I immediately thought this might pose a mold problem, but then remembered that it's _prolonged_ moisture in an area that facilitates mold growth. That being said, in the 3 or 4 coldest winter months of the year here in Ottawa, the humidity in my house gets below 10% relative humidity. In my previous home which was 1/3 the size, we had a whole-home humidifier that ran 24/7 and still didn't get the humidity up enough to be comfortable on the coolest days of the year... so I don't want to invest in another one for this new house as my one and only experience has been poor (and it was supposedly a good flow-through kind).

Our lint-trap works extremely well and I have never seen any signs of lint around the mesh screen blocking pests from entering the exhaust vent outside.

Assuming I ONLY redirect the exhaust indoors for maybe the coldest days of the year, would this be advisable? The other 9-10 months it would be directed outdoors as normal.

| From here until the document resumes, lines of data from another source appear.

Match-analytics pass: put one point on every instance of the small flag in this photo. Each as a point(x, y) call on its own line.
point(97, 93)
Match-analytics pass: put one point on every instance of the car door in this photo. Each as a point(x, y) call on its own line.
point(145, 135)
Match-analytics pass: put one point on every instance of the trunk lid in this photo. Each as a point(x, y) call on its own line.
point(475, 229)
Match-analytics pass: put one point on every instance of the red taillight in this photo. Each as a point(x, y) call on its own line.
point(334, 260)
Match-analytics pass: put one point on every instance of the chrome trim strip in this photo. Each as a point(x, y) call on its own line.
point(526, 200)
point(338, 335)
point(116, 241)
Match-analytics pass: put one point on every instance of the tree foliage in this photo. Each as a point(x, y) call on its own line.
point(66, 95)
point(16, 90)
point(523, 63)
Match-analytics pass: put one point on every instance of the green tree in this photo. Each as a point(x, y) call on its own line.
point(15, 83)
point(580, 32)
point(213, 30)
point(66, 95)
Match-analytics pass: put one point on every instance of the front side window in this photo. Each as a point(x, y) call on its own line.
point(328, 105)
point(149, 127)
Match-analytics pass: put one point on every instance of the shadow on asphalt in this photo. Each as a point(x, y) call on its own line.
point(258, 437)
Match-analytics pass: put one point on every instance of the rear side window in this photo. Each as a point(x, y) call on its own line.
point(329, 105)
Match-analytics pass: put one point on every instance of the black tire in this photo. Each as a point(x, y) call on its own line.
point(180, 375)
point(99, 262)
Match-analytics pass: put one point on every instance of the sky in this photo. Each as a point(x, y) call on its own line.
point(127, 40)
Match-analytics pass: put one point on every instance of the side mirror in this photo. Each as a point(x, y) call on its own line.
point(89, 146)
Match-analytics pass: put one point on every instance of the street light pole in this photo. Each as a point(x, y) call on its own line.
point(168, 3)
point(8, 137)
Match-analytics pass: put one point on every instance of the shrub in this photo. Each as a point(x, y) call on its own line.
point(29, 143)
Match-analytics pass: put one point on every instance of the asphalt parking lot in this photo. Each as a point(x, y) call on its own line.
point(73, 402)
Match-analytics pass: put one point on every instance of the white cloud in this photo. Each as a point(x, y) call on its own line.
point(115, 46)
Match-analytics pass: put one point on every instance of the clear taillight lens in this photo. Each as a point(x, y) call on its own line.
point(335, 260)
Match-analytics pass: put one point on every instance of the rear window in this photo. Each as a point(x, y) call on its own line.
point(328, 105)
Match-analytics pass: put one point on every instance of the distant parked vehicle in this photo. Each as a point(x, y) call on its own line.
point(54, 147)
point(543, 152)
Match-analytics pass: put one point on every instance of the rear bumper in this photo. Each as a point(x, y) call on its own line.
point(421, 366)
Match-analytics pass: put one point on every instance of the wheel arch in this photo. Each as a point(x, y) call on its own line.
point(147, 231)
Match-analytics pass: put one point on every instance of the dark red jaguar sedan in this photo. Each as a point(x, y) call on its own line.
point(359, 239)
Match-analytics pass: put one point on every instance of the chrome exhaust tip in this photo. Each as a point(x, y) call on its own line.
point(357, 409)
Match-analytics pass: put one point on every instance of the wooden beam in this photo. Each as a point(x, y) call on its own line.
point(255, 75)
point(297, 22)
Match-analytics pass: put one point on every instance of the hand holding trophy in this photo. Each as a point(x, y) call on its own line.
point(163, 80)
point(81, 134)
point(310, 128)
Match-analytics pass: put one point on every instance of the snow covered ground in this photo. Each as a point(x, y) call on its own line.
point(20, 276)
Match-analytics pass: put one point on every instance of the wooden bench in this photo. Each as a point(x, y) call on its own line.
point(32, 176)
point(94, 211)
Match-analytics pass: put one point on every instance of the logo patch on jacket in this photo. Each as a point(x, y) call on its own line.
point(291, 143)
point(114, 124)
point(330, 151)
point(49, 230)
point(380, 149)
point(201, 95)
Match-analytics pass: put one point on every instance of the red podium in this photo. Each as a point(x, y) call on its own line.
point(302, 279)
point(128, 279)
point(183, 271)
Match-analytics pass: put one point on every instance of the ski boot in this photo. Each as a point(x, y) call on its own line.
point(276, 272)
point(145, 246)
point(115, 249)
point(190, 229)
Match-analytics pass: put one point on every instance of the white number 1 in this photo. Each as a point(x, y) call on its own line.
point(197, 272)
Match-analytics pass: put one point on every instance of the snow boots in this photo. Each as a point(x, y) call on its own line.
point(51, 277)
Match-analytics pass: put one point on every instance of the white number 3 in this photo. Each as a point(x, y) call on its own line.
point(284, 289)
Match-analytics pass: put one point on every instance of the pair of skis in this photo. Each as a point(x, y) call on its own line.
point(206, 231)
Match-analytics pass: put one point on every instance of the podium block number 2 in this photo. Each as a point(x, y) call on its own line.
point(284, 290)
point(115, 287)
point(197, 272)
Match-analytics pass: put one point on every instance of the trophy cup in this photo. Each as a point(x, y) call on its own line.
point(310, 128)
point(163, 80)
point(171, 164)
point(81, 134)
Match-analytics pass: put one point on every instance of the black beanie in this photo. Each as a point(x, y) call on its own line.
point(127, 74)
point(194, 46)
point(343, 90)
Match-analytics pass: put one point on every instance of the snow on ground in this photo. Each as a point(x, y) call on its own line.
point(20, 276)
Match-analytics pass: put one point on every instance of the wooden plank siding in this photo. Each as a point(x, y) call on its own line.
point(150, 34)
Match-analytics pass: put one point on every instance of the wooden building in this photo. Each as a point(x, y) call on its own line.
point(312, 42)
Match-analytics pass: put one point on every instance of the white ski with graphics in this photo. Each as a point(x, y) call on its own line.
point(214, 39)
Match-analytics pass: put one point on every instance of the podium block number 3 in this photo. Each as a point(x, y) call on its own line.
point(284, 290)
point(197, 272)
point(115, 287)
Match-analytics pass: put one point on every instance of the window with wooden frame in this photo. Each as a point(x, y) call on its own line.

I mainly am looking to up the humidity level in the house and can monitor this level with a humidistat on the main floor. Also, the laundry room door is never shut (ever), and has a cold-air return in it to help spread the more humid air around the house instead of it sitting in the laundry room.

Any opinions everyone?

Thanks.
Please remember that this is not the southern USA or a coastal (humid) area. I live in an area where it gets BONE DRY in the winter months with relative humidity well below the 15% range, or less, for weeks on-end.


----------



## DangerMouse (Jul 17, 2008)

i see no problems doing it as you describe.

DM


----------



## marc412 (Apr 6, 2008)

I live in the U.P. of Michigan and in the winter months the humidity in my house gets real low, I purchased a indoor drier box for Ace hardware.. it's a little box that you plug into your drier exhaust hose... you fill it with water to a line marked inside.. the water does 2 thing.. any lint that comes out the hose gets caught in the water.. and as your drying your clothes it puts moisture in the air. The water is normally good for 6-7 loads before needing to be cleaned and refilled...another good deal is the more moisture you have in the air the cooler you can go on your furnace as it feels warmer at 66-67 with 40% humidity then 70-72 w/10% humidity:thumbup:


----------